已发表论文

在医护学生中,对健康焦虑及其相关因素的调查

 

Authors Zhang Y, Zhao Y, Mao S, Li G, Yuan Y

Published Date July 2014 Volume 2014:10 Pages 1223—1234

DOI http://dx.doi.org/10.2147/NDT.S61568

Received 29 January 2014, Accepted 10 April 2014, Published 7 July 2014

Objective: To explore health anxiety in a sample of nursing students to determine the relationships between health anxiety and life satisfaction, personality, and alexithymia.
Methods: Two thousand and eighty-six nursing students in junior college, which were divided into five groups, were evaluated by questionnaires, including the Life Satisfaction Scales Applicable to College Students, the Chinese version of the Short Health Anxiety Inventory, the Toronto Alexithymia Scale (TAS-20), and the Eysenck Personality Questionnaire.
Results: The mean age, whether the individual was an only child, residence (urban or rural), and were significantly different between the groups. The self-assessment scores were also significantly different between the groups. The Short Health Anxiety Inventory total score and the factor of fearing the likelihood of becoming ill were significantly negatively correlated with the Life Satisfaction Scales Applicable to College Students total score and its two factors, but were significantly positively correlated with psychoticism, neuroticism, and TAS-20 total scores and its scores of the three TAS-20 factors. The negative consequence scale of Short Health Anxiety Inventory was not significantly correlated with externally oriented thinking, but was significantly negatively correlated with extraversion.
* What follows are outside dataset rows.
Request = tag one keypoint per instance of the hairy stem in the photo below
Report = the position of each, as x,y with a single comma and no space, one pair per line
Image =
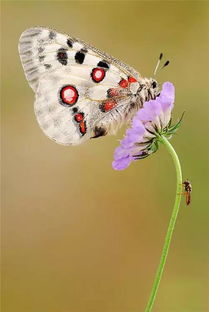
171,225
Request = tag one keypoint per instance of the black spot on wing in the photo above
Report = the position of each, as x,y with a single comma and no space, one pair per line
80,56
99,131
103,64
62,56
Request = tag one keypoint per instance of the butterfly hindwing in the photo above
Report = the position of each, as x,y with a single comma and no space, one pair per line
77,86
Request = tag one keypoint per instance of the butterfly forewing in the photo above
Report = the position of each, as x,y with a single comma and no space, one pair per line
78,88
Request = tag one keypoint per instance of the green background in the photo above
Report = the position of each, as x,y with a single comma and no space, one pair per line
77,235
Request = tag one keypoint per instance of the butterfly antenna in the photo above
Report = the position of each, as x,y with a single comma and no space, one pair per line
158,63
166,64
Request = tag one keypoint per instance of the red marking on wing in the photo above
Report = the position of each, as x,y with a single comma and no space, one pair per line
98,74
69,95
79,117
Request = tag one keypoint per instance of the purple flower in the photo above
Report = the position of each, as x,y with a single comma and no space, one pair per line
147,125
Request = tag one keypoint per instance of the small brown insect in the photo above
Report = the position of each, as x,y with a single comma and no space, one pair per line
187,188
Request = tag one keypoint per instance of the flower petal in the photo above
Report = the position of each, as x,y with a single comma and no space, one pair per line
121,164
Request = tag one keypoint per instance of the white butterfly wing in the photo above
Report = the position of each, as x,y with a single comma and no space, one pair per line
71,80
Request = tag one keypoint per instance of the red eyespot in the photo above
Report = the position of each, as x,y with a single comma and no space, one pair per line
131,79
123,83
98,74
69,95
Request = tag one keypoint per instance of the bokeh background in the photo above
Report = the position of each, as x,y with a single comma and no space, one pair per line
77,235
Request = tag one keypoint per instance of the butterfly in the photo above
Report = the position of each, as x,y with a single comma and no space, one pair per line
80,91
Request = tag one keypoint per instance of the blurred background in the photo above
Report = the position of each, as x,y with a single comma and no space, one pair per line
77,235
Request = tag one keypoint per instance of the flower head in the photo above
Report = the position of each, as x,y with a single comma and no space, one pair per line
148,124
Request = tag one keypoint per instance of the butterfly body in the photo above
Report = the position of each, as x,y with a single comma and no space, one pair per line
80,92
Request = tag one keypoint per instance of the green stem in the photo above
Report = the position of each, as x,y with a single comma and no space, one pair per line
171,225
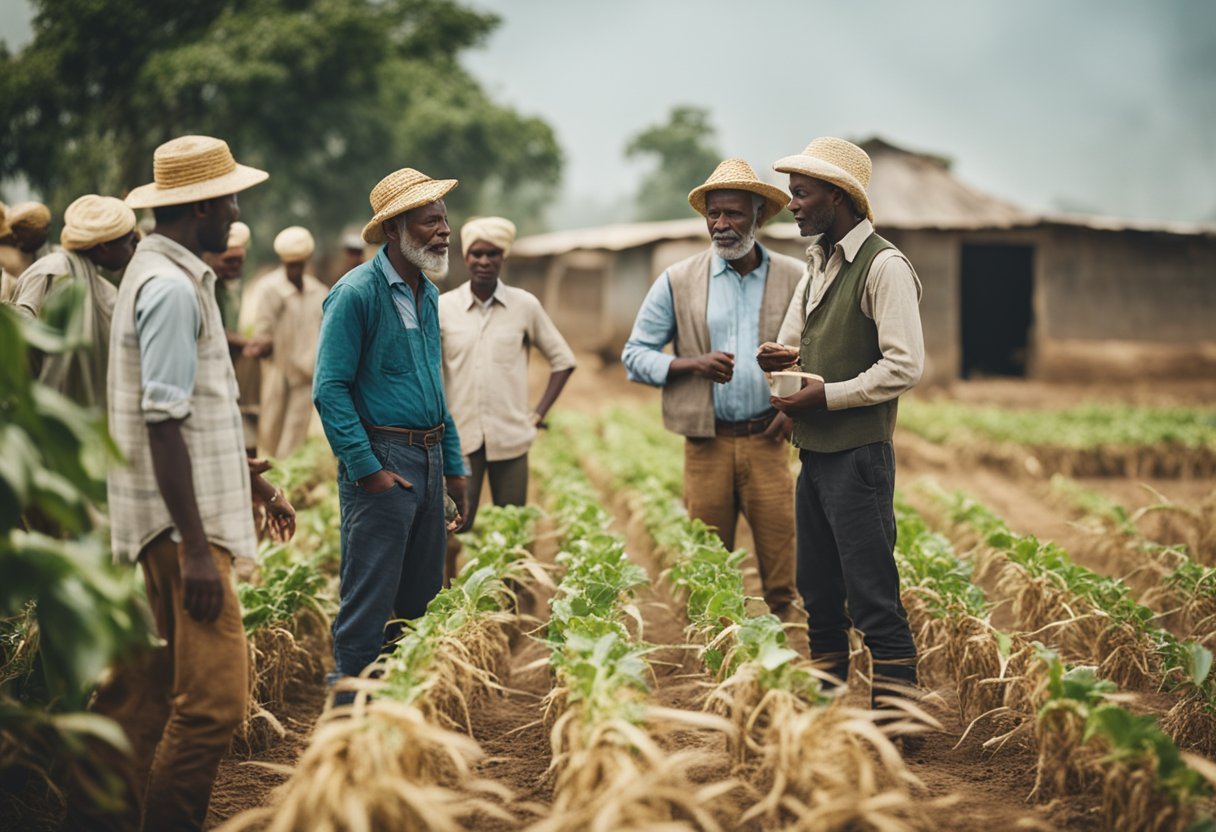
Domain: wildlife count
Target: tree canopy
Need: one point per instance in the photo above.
(686, 152)
(327, 95)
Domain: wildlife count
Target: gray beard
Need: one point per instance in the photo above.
(738, 249)
(433, 265)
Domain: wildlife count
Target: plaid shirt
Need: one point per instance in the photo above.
(212, 428)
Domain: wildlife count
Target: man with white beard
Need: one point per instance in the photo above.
(380, 391)
(713, 307)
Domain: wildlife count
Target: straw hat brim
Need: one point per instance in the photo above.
(773, 197)
(816, 168)
(412, 197)
(236, 180)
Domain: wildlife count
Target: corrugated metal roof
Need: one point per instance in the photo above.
(908, 190)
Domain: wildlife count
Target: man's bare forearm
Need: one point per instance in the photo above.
(175, 478)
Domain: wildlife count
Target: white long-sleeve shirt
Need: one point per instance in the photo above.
(891, 299)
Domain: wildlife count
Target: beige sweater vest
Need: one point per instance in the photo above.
(688, 400)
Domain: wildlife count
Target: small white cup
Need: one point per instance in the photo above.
(787, 382)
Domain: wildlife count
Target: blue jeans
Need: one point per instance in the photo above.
(392, 550)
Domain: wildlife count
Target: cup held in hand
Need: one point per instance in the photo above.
(787, 382)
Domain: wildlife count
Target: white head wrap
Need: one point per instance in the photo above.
(294, 243)
(93, 220)
(495, 230)
(238, 235)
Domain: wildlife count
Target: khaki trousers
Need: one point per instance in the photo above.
(727, 474)
(180, 703)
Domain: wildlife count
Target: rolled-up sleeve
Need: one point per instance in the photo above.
(544, 333)
(167, 320)
(654, 327)
(891, 301)
(338, 353)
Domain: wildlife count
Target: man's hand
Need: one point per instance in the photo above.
(202, 586)
(773, 358)
(457, 489)
(718, 367)
(382, 481)
(806, 400)
(780, 428)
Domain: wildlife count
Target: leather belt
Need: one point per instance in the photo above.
(747, 428)
(412, 437)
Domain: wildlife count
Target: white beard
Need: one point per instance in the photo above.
(739, 249)
(433, 265)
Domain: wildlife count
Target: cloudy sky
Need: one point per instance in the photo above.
(1104, 105)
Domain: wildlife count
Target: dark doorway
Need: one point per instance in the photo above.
(997, 310)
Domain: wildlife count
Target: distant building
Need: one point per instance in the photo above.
(1006, 291)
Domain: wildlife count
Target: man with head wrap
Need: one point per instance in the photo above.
(23, 232)
(487, 329)
(99, 232)
(286, 332)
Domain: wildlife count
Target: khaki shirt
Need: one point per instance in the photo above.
(891, 299)
(485, 366)
(291, 318)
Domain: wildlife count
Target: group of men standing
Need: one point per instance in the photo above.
(418, 392)
(849, 319)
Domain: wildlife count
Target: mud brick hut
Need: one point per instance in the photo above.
(1007, 292)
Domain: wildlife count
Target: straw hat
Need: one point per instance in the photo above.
(192, 169)
(497, 231)
(738, 175)
(91, 220)
(294, 243)
(834, 161)
(238, 235)
(29, 215)
(397, 194)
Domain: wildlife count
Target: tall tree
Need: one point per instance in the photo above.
(686, 153)
(327, 95)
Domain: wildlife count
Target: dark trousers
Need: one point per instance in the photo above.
(846, 558)
(508, 481)
(392, 550)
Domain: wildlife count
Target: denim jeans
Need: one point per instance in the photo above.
(846, 569)
(392, 550)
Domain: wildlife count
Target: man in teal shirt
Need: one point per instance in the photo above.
(380, 391)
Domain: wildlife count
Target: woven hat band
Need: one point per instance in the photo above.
(183, 169)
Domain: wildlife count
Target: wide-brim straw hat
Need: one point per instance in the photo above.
(401, 191)
(738, 175)
(192, 169)
(91, 220)
(838, 162)
(294, 243)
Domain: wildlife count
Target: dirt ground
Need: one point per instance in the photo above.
(988, 791)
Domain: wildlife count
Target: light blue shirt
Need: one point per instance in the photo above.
(733, 319)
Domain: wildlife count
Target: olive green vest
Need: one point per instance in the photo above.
(840, 343)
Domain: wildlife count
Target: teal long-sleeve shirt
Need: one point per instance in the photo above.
(380, 361)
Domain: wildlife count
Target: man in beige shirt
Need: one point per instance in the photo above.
(487, 329)
(286, 332)
(854, 321)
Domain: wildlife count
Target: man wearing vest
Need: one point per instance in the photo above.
(180, 504)
(855, 321)
(714, 307)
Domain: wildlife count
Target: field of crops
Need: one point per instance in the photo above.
(602, 662)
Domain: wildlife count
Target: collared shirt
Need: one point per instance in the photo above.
(210, 425)
(485, 365)
(733, 316)
(373, 367)
(891, 299)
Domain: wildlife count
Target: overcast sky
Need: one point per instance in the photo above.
(1108, 105)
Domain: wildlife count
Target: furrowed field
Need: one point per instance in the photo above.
(601, 664)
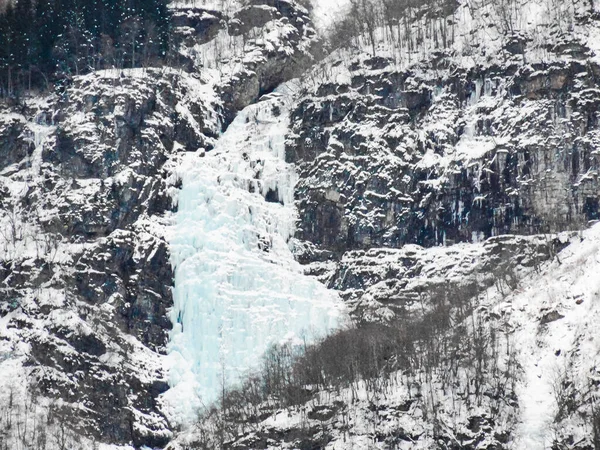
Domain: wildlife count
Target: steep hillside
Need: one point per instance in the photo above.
(433, 170)
(88, 182)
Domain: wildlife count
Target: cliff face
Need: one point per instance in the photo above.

A hierarchical multiple regression analysis indicted that objective satisfaction, subjective satisfaction, neuroticism, and the three factors of TAS-20 were predictors of health anxiety.
Conclusion: Health anxiety was correlated with life satisfaction, personality, and alexithymia in junior college nursing students. Subjective and objective satisfaction, neuroticism, and the identification and expression of emotions may be predictors of health anxiety in nursing students.